Today was different! We were on foot and reprising our species’ role as medium-sized prey animals. All that separated us from being little more than intensively reared australopithecines was Meltus the ranger, a little man with a big gun and Cashu the Masai guide, armed only with a spear and the confidence of generations of facing down big, scary animals. Our guide Kieran had steadied our expectations and nerves by informing us that we were definitely aiming to avoid anything big; “Birds and Turds” was how he had badged the walk. This was fine by me; I just wanted my feet on African soil.

Near the lake and just inside the forest the camp staff had imported a bit of civilisation in the form of a picnic table. It seemed so out of time and place, a tardis with a tablecloth, but we sat round it grateful for some breakfast. A few minutes past and Kieran asked, “Did you hear that?” Couldn’t say we did but seconds later he asked again. I still didn’t hear it; instead I felt it in my left foot and then a third time, much louder, like a car with the world’s largest exhaust. “The elephants are watching us”, Kieran announced and, as if to prove it, a quick trumpet burst sounded. To be precise, the elephants were watching us from behind the bushes twenty metres to our right; unknown tons of elephant completely hidden by sparse green fronds. Now for as long as I can remember, every month or so I have a recurring nightmare about being chased by an elephant. It’s a bit like the scene in Jurassic Park with the velociraptors, in that no matter what I do I can never shake it off. If I climb a tree, the elephant knocks it down; if I jump in a river the elephant jumps in after me; if I lock myself in a nuclear bunker, the elephant squeezes through the keyhole. Now my demons were lining up behind a bush and revving their engines, only this wasn’t a dream.
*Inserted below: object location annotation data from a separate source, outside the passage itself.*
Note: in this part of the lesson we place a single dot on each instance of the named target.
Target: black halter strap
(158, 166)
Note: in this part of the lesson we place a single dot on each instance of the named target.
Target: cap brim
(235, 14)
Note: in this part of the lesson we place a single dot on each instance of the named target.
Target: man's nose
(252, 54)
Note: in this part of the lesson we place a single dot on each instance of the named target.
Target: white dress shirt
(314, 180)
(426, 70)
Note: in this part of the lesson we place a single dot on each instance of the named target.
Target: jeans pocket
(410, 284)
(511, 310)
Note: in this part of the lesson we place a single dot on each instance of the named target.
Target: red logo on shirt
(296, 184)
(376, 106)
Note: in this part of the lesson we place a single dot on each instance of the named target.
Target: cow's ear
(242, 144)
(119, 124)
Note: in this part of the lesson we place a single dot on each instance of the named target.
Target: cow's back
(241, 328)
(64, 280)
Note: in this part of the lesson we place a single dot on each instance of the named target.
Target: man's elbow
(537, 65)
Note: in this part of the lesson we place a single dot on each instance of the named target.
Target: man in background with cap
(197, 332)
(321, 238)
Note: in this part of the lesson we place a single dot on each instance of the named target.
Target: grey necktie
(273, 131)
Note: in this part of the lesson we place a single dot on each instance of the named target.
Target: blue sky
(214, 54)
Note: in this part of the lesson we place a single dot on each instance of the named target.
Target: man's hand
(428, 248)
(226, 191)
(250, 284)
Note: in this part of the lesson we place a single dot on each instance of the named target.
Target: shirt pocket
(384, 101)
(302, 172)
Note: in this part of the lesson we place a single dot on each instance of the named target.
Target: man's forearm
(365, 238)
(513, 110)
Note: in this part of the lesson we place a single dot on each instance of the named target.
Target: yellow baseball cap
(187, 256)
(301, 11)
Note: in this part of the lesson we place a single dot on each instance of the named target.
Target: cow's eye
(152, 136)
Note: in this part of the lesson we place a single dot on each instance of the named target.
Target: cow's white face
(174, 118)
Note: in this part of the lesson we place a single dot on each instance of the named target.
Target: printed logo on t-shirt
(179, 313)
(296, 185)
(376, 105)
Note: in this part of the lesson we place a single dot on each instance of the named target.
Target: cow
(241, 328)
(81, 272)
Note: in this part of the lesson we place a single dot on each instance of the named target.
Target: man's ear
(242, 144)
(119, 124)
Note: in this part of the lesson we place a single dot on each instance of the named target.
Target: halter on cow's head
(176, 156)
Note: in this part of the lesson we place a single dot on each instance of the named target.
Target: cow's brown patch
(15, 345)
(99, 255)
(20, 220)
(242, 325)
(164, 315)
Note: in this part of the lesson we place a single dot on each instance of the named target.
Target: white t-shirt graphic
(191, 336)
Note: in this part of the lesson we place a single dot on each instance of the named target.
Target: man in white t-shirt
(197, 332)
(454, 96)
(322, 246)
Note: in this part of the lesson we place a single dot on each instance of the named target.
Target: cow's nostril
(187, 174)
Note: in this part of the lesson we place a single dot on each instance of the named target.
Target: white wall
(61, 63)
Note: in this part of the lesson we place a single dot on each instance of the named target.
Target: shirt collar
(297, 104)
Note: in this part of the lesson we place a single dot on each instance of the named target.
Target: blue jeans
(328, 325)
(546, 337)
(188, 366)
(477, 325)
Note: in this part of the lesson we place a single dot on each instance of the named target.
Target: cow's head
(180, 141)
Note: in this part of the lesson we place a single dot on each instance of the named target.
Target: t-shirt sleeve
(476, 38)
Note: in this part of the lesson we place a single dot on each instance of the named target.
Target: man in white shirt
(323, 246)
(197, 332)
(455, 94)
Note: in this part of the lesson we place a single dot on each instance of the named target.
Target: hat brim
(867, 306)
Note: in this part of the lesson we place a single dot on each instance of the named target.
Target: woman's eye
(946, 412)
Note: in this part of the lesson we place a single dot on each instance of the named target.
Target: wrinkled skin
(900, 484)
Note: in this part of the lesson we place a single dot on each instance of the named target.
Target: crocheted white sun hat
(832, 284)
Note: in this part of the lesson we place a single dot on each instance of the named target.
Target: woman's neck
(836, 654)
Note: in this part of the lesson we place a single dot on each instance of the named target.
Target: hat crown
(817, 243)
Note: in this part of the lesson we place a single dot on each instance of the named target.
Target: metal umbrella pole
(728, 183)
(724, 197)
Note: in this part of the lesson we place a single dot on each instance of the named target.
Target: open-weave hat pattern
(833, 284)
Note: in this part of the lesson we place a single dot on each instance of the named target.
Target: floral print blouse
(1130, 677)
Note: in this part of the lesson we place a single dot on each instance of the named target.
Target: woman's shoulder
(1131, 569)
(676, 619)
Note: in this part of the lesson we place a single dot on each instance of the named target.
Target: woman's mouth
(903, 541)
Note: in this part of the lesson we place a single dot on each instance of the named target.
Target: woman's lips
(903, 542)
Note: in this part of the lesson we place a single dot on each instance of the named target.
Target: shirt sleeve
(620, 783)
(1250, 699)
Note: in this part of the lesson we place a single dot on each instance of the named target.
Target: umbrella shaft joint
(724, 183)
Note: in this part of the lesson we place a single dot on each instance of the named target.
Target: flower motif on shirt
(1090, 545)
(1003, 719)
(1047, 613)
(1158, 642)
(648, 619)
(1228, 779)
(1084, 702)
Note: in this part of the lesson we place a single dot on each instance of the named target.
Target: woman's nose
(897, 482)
Kieran explained the rules, “If we let the elephants decide how close they want to come then there wont be a problem; problems only arise when we decide how close we are going to get to them”. I looked at the guides for a lead; the little man with the big gun smiled and poured himself another cup of coffee; I tried to nonchalantly peel a boiled egg.
At one point a young bull, high on testosterone, charged a few steps towards us and kicked up the dust. “He’s about due for independence”, Kieran said, “He’s just strutting his stuff”. I looked at Michael knowingly.
The stand off continued for another ten minutes; it was almost like role reversal with the wildlife behind a hide watching us. Eventually, their migrant-human spotting over, twenty-five elephants filed past, almost politely, so as not to disturb us. So there were rules and the elephants abided by them. Perhaps it wasn’t the elephants that God hadn’t thought through in the Garden of Eden then.